次の研修先の指導医の先輩医師が、イケメンで優しくてカッコいいなどという他の男の話を聞かされたのが、最後に彼女と交わした会話だ。
ある日、中庭を突っ切って、
薬剤科に向かっていた時のこと。
僕は見てしまった…。
『一度、彼とちゃんと話をした方が良い!』
『でも、だって…』
泣き出す彼女の肩を優しく支える背の高い男性。
あれが、噂のイケメン医師か…。
彼女の側に居てあげられない自分を思うと、
彼女の気持ちが傾いてもムリは無いのか…。
その日は、病棟師長から、ガミガミ怒られて1日が終わったような気がする…。
僕は彼女を愛してる。
別れたくない。
他の男に取られるぐらいなら、
いっそ…。

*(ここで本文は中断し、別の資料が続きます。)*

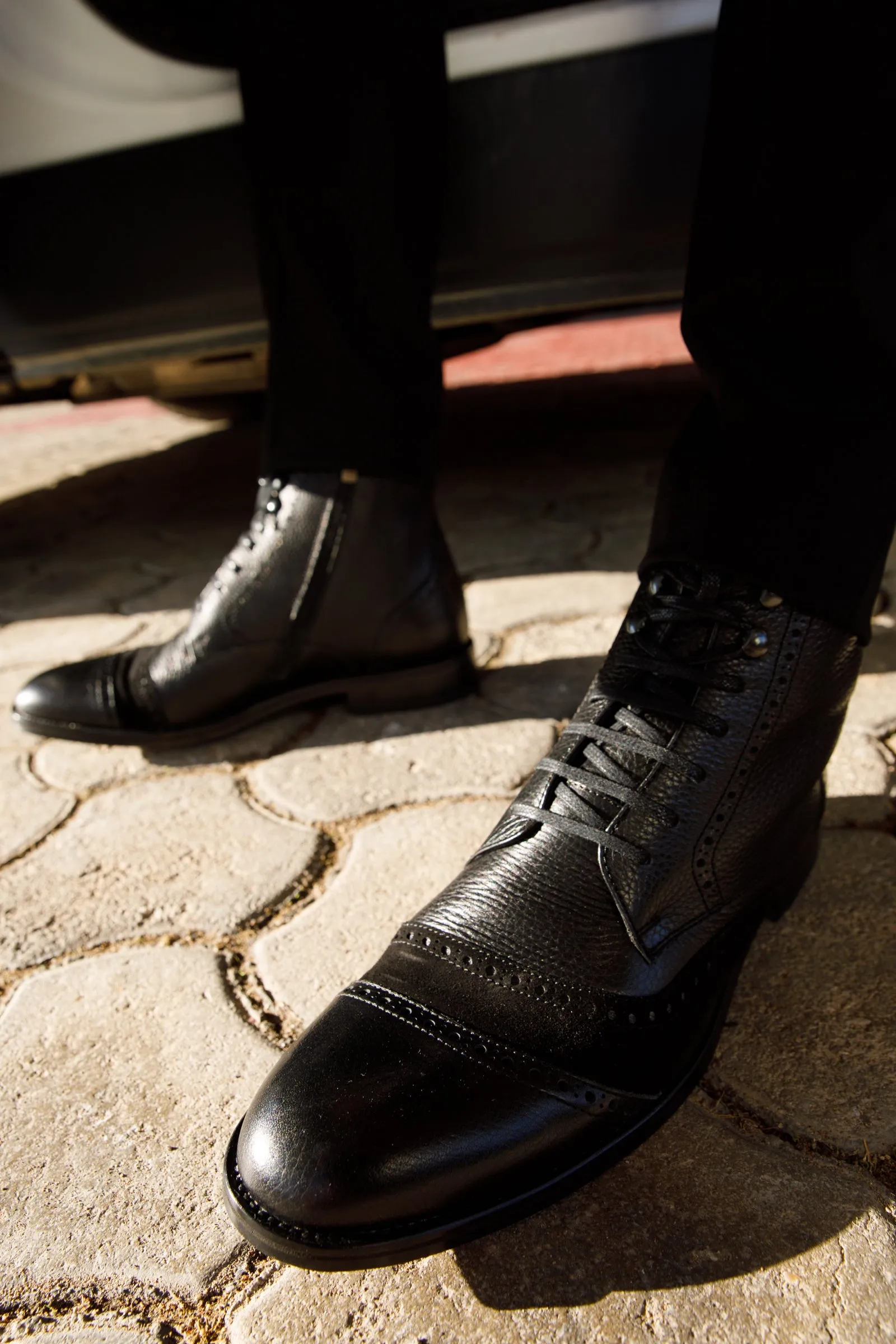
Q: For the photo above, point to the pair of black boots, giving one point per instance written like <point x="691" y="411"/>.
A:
<point x="561" y="998"/>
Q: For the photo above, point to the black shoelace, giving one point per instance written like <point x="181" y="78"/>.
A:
<point x="683" y="631"/>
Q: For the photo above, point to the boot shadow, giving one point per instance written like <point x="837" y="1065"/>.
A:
<point x="700" y="1202"/>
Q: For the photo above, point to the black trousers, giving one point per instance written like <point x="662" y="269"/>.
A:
<point x="786" y="476"/>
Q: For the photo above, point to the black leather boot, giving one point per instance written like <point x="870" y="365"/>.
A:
<point x="562" y="996"/>
<point x="343" y="588"/>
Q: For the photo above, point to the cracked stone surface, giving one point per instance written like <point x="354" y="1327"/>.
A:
<point x="394" y="867"/>
<point x="874" y="704"/>
<point x="63" y="640"/>
<point x="123" y="1080"/>
<point x="153" y="857"/>
<point x="812" y="1037"/>
<point x="85" y="765"/>
<point x="523" y="600"/>
<point x="352" y="764"/>
<point x="703" y="1234"/>
<point x="586" y="637"/>
<point x="29" y="811"/>
<point x="83" y="1335"/>
<point x="125" y="1069"/>
<point x="859" y="780"/>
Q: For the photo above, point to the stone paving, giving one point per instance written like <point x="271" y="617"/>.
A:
<point x="170" y="921"/>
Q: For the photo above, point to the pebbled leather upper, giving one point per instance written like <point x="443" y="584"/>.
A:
<point x="331" y="580"/>
<point x="561" y="988"/>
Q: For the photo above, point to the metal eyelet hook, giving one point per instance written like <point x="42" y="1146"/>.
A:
<point x="757" y="644"/>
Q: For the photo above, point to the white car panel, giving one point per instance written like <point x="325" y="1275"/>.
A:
<point x="72" y="86"/>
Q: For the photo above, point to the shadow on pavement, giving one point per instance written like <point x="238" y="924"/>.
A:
<point x="534" y="478"/>
<point x="698" y="1203"/>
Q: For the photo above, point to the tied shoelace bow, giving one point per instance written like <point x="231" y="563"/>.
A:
<point x="682" y="629"/>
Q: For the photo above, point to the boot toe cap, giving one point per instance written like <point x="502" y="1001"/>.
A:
<point x="76" y="696"/>
<point x="371" y="1123"/>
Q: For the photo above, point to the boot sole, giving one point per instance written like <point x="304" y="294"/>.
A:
<point x="300" y="1248"/>
<point x="403" y="689"/>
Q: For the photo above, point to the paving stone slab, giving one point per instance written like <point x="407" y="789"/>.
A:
<point x="352" y="765"/>
<point x="520" y="600"/>
<point x="66" y="639"/>
<point x="548" y="690"/>
<point x="66" y="588"/>
<point x="50" y="441"/>
<point x="178" y="854"/>
<point x="872" y="707"/>
<point x="702" y="1237"/>
<point x="78" y="1335"/>
<point x="584" y="637"/>
<point x="29" y="810"/>
<point x="124" y="1076"/>
<point x="859" y="780"/>
<point x="812" y="1037"/>
<point x="83" y="765"/>
<point x="394" y="867"/>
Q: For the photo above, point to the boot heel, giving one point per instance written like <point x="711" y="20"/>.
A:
<point x="414" y="689"/>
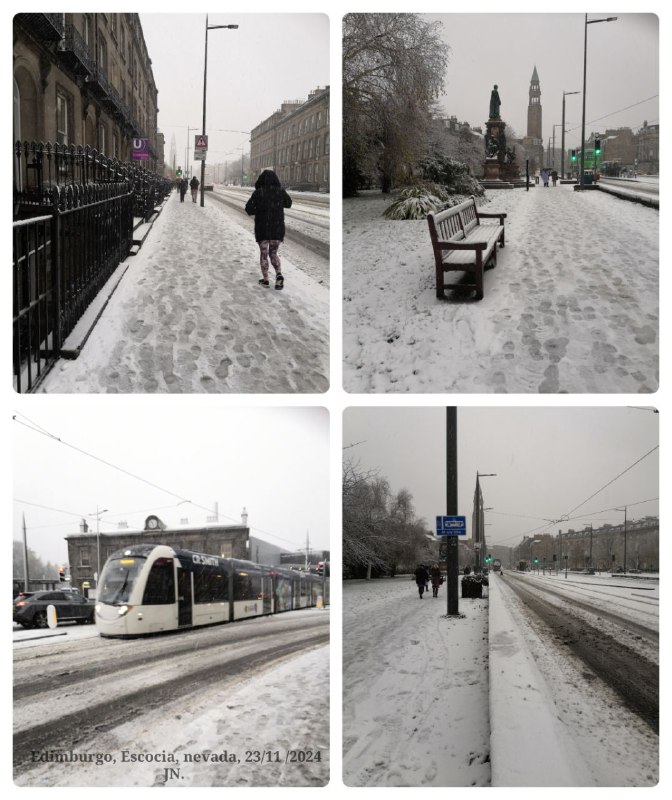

……。
僕はかなり疲れていたらしい。
どうして、こんなことを考えてしまったのか…。
薬剤科で、ある薬を持って帰って来てしまった…。
プルプルプル。
ガチャ。
『あの…、私だけど、
次のお休みは、いつかなぁ?
ちょっと話したいことがあって…。
…うん。その日なら、大丈夫。
貴方の部屋に行くね。』
ムリに明るい口調にしたような深刻そうな声だった。
これは、無味無臭の毒薬。
苦しまずに眠るように死へと誘う薬。
彼女の大好きなミルクティーに、
薬を数滴垂らした。
先ほど『今から行くね』と彼女から電話があったから。
間もなく彼女はやって来る…。
僕は、本当に薬を入れたのか?
不安になってきた。
…。
……。
見た目は、普通のミルクティーだ。
匂いは………無い。
味は……………。
1年後、
僕に、よく似た赤ん坊を抱いた彼女が、
墓石の前で線香をあげていた。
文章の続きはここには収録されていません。